As an example, using the `class TensorFlowTrainer` methods as truth, this will update the CLI parsers and config classes:
$ python -m cdd sync --class 'ml_params_tensorflow/ml_params/config.py' \
--class-name 'TrainConfig' \
--function 'ml_params_tensorflow/ml_params/trainer.py' \
--function-name 'TensorFlowTrainer.train' \
--argparse-function 'ml_params_tensorflow/ml_params/cli.py' \
--argparse-function-name 'train_parser' \
--truth 'function'
$ python -m cdd sync --class 'ml_params_tensorflow/ml_params/config.py' \
--class-name 'LoadDataConfig' \
--function 'ml_params_tensorflow/ml_params/trainer.py' \
--function-name 'TensorFlowTrainer.load_data' \
--argparse-function 'ml_params_tensorflow/ml_params/cli.py' \
--argparse-function-name 'load_data_parser' \
--truth 'function'
$ python -m cdd sync --class 'ml_params_tensorflow/ml_params/config.py' \
--class-name 'LoadModelConfig' \
--function 'ml_params_tensorflow/ml_params/trainer.py' \
--function-name 'TensorFlowTrainer.load_model' \
--argparse-function 'ml_params_tensorflow/ml_params/cli.py' \
--argparse-function-name 'load_model_parser' \
--truth 'function'
Another example, that you'd run before ^, to generate custom config CLI parsers for members of `tf.keras.losses`:
$ python -m cdd gen --name-tpl '{name}Config' \
--input-mapping 'ml_params_tensorflow.ml_params.type_generators.exposed_losses' \
--prepend '""" Generated Loss config classes """\nimport tensorflow as tf\n' \
--imports-from-file 'tf.keras.losses.Loss' \
--type 'argparse' \
--output-filename 'ml_params_tensorflow/ml_params/losses.py'
There's a bit of boilerplate here, so let's automate it:
$ for name in 'callbacks' 'losses' 'metrics' 'optimizers'; do
rm 'ml_params_tensorflow/ml_params/'"$name"'.py';
python -m ml_params_tensorflow.ml_params.cdd_cli_gen "$name" 2>/dev/null | xargs python -m cdd gen;
done
Cleanup the code everywhere, removing unused imports and autolinting/autoformatting:
$ fd -HIepy -x sh -c 'autoflake --remove-all-unused-imports -i "$0" && isort --atomic "$0" && python -m black "$0"' {} \;
---
## License
Licensed under either of
- Apache License, Version 2.0 ([LICENSE-APACHE](LICENSE-APACHE) or )

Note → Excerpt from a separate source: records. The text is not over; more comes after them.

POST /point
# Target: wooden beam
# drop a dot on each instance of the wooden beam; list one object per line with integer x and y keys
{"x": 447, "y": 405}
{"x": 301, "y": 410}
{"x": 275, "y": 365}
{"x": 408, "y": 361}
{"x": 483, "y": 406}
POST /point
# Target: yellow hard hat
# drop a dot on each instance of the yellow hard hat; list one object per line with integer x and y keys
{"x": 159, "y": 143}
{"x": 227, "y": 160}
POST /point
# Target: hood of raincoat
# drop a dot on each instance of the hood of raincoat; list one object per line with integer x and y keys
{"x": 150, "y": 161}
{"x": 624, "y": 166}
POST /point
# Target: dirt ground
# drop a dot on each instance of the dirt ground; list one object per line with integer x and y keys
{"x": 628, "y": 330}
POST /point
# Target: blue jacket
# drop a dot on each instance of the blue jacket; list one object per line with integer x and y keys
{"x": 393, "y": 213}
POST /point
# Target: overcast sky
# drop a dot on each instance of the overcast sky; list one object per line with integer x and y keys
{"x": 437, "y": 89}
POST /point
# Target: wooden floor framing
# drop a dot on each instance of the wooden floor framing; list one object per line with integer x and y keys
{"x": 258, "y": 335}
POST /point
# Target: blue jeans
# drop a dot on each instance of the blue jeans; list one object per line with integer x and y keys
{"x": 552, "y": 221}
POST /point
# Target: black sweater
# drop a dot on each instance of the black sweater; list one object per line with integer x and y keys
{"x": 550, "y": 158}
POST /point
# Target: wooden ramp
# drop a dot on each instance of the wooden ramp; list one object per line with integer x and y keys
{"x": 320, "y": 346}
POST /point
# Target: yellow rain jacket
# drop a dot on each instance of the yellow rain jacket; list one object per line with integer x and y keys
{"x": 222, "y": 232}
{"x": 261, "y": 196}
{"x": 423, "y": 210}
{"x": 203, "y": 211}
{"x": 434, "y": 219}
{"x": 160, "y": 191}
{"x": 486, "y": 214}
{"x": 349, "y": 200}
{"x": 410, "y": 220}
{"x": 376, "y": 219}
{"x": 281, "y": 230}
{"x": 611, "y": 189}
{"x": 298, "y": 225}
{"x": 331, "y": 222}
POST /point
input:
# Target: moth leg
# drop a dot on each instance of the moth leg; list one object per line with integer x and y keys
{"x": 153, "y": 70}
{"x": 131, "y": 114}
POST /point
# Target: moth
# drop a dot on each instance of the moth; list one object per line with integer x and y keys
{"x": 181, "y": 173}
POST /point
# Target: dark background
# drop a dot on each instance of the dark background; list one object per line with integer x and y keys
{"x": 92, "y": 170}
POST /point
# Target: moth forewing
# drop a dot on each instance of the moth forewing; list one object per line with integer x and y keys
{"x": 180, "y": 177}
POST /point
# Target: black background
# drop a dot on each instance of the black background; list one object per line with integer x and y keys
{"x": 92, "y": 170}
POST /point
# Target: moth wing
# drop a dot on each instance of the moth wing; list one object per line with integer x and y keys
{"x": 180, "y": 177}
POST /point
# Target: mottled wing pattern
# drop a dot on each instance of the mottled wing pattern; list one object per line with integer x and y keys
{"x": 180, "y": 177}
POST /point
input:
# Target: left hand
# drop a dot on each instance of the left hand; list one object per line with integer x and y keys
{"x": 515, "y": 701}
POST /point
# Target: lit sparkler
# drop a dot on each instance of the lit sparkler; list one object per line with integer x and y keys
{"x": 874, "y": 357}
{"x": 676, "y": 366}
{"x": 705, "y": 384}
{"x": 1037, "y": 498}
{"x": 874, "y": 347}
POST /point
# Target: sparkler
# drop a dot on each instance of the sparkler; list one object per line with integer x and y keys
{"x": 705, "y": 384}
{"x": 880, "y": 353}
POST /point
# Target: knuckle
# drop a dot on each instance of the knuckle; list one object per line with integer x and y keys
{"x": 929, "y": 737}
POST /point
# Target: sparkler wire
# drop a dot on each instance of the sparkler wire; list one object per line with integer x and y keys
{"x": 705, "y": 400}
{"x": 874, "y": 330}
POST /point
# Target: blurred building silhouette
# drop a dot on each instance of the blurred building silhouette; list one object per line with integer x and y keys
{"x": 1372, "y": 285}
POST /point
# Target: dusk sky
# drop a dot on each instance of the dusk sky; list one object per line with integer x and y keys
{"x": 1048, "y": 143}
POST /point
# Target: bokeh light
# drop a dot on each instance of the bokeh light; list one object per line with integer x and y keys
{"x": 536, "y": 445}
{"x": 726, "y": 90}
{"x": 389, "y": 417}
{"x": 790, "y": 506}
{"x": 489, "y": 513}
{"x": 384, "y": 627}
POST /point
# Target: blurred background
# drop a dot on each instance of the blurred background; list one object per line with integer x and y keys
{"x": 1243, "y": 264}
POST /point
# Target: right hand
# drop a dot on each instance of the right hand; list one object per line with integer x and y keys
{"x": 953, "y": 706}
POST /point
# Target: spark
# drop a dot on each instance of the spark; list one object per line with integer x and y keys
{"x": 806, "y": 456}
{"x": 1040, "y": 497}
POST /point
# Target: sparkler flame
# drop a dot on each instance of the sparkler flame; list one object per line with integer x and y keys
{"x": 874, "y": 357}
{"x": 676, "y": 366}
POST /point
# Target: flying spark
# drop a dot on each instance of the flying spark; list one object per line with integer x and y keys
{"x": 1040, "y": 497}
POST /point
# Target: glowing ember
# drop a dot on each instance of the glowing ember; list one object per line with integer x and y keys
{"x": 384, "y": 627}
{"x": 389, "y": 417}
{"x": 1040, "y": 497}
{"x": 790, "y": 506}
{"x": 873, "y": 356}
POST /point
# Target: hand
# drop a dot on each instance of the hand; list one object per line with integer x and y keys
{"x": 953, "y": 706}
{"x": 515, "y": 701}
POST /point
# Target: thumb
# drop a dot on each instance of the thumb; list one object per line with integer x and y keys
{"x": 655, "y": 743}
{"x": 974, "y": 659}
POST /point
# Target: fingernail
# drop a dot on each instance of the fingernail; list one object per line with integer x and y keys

- MIT license ([LICENSE-MIT](LICENSE-MIT) or )
at your option.
### Contribution
Unless you explicitly state otherwise, any contribution intentionally submitted
for inclusion in the work by you, as defined in the Apache-2.0 license, shall be
dual licensed as above, without any additional terms or conditions.